Community gardens are an excellent way to utilize limited city space, but with increased demand, we must also consider who has access to these green spaces. My work at Boston Natural Areas Network (BNAN) has illuminated the fact that although there are thousands of community garden plots, waitlists for up to a year are common. This reality makes me all the more grateful for our Gastronomy program’s privileged access to a plot at the Fenway Victory Gardens.

The Gastronomy Garden Club manifested out of the Summer 2011 Urban Agriculture course, and we started to make an impressive dent in the once-abandoned plot. As students, we theorize about issues of access and how we will improve the food system, but why wait until graduation to act on it? We have a unique opportunity to put our learning into practice right in our very own community.

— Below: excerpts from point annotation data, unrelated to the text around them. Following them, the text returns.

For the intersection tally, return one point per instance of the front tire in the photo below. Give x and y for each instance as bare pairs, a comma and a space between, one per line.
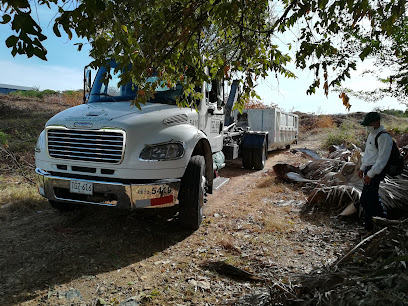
192, 192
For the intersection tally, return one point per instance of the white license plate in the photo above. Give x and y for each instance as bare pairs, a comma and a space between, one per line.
81, 187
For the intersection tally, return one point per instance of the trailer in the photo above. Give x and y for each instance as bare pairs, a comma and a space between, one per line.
282, 127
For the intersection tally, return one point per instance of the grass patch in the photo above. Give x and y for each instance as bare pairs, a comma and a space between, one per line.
18, 196
348, 132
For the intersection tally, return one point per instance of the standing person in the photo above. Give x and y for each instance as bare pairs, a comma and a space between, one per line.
372, 165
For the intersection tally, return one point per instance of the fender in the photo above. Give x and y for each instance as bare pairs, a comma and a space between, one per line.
196, 143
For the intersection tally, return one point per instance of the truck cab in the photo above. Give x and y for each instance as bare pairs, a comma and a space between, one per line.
108, 152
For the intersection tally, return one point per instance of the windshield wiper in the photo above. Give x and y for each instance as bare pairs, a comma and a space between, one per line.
105, 95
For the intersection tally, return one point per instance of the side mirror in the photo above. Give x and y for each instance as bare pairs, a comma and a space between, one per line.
87, 83
211, 110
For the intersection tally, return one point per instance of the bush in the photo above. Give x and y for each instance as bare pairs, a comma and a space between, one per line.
3, 138
73, 98
34, 93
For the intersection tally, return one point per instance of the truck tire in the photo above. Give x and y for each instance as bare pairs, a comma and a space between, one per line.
62, 207
247, 158
259, 157
192, 193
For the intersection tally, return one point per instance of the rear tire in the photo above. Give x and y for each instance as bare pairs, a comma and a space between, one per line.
192, 193
259, 157
63, 207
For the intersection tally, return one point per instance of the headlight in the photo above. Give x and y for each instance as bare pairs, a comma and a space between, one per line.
40, 142
164, 151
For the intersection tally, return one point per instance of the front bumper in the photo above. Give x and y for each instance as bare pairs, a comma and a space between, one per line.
127, 196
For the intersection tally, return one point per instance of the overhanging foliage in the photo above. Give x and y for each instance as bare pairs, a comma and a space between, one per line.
238, 38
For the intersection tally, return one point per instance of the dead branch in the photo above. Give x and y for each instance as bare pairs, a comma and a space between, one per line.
360, 244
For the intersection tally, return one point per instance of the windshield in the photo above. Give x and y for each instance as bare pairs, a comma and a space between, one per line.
111, 92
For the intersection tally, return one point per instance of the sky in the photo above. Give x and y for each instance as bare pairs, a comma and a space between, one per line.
64, 71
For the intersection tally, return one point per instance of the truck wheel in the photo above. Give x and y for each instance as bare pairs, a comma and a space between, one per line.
63, 206
259, 157
247, 158
192, 191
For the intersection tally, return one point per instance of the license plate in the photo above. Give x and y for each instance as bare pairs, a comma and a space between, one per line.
81, 187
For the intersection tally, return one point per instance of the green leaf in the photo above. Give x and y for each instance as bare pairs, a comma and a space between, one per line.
56, 30
11, 41
6, 19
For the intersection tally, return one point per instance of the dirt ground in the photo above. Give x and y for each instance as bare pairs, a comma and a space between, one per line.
101, 256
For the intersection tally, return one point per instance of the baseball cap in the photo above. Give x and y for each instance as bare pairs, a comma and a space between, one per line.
370, 118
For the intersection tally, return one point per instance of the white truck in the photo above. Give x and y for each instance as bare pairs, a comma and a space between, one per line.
106, 152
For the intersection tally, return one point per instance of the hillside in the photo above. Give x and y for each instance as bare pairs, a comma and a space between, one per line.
260, 243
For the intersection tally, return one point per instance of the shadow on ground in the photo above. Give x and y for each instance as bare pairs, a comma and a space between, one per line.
48, 248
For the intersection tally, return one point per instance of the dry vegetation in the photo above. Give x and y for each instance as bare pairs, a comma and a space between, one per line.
258, 244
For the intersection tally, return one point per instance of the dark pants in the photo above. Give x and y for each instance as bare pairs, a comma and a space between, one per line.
370, 200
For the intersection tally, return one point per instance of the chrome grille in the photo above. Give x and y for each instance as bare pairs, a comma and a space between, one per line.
104, 146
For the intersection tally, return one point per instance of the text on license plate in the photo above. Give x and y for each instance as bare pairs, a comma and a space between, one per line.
81, 187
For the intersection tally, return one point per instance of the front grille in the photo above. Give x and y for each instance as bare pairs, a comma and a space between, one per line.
104, 146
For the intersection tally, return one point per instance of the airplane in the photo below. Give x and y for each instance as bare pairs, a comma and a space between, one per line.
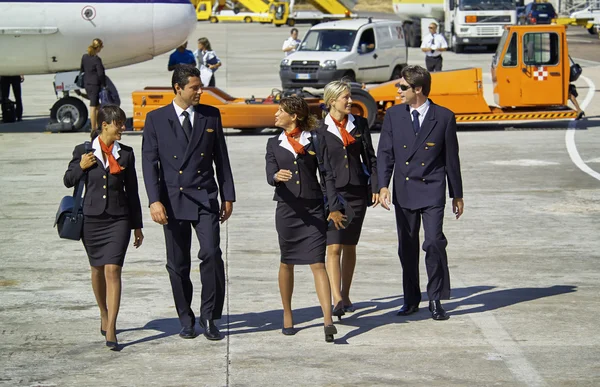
49, 37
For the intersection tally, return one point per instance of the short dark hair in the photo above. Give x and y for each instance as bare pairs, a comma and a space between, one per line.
110, 114
417, 76
298, 106
182, 74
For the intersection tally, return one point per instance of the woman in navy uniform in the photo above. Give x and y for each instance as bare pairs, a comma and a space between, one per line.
348, 139
292, 168
111, 209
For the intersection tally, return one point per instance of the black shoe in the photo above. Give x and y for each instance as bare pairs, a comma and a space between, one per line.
289, 331
338, 310
330, 330
187, 333
437, 312
407, 309
113, 345
211, 331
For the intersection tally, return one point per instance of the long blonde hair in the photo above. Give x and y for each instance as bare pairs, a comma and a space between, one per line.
95, 47
333, 90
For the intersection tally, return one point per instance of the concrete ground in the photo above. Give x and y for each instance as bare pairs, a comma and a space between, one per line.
524, 262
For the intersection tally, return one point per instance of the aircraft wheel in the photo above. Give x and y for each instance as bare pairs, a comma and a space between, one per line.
364, 105
70, 110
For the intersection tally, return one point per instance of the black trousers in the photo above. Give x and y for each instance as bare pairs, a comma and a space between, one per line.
5, 84
434, 63
408, 223
178, 237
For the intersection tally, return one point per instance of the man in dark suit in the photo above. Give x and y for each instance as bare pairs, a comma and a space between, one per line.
418, 143
181, 142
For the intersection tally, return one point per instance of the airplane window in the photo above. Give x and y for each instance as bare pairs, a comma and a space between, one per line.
510, 58
540, 49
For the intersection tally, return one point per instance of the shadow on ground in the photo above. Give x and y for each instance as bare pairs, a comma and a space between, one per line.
369, 315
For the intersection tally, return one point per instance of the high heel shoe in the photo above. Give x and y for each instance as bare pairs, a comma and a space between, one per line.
349, 308
338, 310
330, 330
113, 345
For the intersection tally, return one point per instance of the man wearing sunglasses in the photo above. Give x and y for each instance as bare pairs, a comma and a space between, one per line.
418, 143
433, 45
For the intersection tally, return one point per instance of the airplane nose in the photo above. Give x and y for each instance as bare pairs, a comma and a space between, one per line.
173, 24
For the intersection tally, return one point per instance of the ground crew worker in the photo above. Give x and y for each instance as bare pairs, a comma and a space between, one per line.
433, 45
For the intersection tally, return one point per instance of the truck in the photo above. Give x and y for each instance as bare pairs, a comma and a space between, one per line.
463, 22
530, 75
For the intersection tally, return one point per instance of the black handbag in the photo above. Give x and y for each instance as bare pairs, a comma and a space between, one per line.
79, 80
69, 217
347, 209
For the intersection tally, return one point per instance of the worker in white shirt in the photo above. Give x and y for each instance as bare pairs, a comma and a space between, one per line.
292, 43
433, 45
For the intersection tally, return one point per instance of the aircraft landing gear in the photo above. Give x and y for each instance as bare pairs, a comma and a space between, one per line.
69, 111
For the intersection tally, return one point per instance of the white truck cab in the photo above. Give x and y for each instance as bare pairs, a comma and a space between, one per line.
361, 50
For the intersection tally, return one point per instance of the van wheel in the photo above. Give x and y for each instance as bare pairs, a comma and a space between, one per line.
69, 110
349, 76
397, 73
364, 105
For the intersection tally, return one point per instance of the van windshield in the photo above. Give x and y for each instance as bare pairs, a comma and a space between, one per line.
486, 5
328, 40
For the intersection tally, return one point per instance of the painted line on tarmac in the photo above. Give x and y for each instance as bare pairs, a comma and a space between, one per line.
570, 135
508, 350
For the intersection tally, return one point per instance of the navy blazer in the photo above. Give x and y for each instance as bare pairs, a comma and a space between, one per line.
304, 167
116, 195
346, 161
422, 163
93, 70
179, 173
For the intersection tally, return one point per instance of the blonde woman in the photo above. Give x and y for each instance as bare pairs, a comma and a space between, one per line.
354, 165
94, 78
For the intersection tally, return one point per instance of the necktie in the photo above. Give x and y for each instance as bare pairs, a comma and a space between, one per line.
187, 125
416, 124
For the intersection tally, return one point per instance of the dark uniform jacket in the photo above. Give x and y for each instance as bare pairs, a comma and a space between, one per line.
116, 195
93, 70
422, 163
346, 161
304, 168
179, 173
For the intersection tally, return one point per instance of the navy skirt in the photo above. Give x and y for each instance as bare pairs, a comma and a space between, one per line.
302, 229
356, 197
106, 238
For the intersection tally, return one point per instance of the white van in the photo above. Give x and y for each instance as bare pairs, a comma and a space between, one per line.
362, 50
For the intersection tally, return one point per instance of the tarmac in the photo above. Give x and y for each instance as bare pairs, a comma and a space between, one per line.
524, 261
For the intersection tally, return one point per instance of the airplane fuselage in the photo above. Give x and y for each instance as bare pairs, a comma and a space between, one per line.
45, 37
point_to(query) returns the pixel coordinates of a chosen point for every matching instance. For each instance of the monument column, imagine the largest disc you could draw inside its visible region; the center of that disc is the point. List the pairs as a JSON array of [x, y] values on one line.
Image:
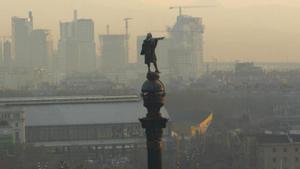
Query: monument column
[[153, 94]]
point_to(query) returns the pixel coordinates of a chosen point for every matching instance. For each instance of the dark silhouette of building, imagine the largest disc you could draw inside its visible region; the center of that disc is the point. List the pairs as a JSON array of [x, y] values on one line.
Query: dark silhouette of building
[[113, 53], [77, 50], [21, 30]]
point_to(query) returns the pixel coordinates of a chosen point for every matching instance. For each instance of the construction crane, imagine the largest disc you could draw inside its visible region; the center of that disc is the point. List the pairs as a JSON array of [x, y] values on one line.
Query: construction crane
[[127, 35], [181, 7], [126, 25]]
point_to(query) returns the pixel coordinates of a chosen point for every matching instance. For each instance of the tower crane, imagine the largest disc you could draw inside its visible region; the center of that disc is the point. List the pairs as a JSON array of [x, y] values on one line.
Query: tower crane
[[127, 35], [195, 6]]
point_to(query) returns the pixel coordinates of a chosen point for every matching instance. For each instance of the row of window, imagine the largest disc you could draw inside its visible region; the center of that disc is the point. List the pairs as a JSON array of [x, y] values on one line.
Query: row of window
[[9, 115], [82, 133], [296, 149], [285, 159]]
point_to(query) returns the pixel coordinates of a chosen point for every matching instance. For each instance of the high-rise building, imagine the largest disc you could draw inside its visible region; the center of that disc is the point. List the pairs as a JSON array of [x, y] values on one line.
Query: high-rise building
[[161, 51], [1, 53], [77, 49], [186, 47], [21, 30], [39, 49], [7, 54], [113, 53]]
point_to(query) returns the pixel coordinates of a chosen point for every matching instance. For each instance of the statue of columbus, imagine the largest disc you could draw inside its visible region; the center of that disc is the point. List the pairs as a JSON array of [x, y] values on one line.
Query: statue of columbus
[[148, 49]]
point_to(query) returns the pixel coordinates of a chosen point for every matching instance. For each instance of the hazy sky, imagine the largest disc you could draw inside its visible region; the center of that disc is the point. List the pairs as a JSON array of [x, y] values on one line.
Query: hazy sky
[[247, 30]]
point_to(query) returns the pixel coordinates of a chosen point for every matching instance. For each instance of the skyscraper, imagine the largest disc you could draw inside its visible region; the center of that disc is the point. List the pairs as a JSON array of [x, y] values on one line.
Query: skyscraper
[[21, 30], [186, 47], [7, 54], [1, 53], [113, 53], [77, 49], [39, 48]]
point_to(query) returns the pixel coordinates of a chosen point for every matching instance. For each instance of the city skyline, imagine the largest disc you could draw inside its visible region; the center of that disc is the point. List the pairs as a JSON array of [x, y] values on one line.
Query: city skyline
[[246, 31]]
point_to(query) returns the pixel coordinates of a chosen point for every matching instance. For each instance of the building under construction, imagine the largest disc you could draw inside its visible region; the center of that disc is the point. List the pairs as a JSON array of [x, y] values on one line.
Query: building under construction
[[186, 47]]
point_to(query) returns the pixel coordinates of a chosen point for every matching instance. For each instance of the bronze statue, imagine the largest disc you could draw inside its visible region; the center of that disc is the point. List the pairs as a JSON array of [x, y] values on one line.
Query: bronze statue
[[148, 49]]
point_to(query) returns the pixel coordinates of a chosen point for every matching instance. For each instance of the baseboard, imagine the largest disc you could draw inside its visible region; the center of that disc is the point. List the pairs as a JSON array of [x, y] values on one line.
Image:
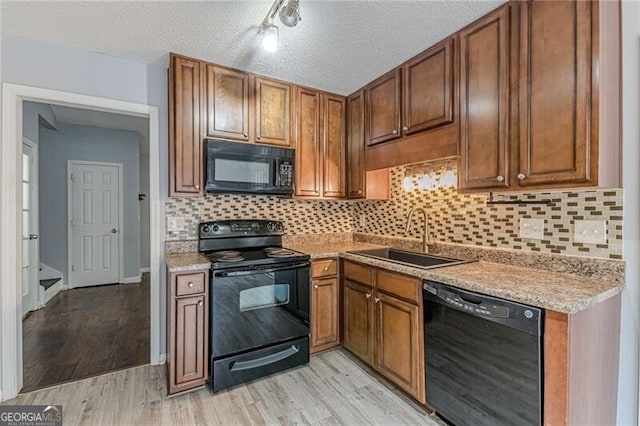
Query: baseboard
[[131, 280]]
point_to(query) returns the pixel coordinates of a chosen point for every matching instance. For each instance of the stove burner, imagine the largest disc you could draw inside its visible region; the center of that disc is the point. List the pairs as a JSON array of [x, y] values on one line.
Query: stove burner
[[230, 258], [280, 252], [227, 253]]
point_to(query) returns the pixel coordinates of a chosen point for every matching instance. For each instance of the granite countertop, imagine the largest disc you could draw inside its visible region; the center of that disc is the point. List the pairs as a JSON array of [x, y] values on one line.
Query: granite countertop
[[319, 251], [559, 292], [181, 262]]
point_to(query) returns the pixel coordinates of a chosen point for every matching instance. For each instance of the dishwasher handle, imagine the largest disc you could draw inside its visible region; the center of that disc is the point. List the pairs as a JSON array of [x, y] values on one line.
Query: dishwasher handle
[[511, 314]]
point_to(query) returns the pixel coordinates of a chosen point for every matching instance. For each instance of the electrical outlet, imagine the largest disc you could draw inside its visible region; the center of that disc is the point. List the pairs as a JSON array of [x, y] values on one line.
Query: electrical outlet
[[175, 223], [590, 231], [532, 229]]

The BU Gastronomy plot is roughly 30’x15,’ which is about 450 square feet and has potential to yield one ton or 2,000 pounds of produce. It’s fun to imagine all the possible ways we could enjoy 2,000 pounds of vine-ripened tomatoes, nutritious greens, and other culinary delights. Should we donate our produce to a local food pantry? Sell it at the BU Farmer’s Market? Or conduct an “Experiencing Food through the Senses” class amidst the fresh herbaceous aromas? The potential is ripe.

So let us remember: Non Satis Scire. To know is not enough. Join us on Monday, April 2, from 5-6p at 808 Commonwealth as we start making our garden a reality (no experience necessary!) Oh, and by the way, I’m over D.I.Y. – let’s D.I.T. (Do-It-Together).

Aubree is a Gastronomy student, the Produce to Pantries Intern at Boston Natural Areas Network, and a proud maker of an in-home vermicomposting system. She dreams of someday opening the lid to find the industrious worms taking a break – dressed in bow-ties and top hats, dancin’ like no one’s watching.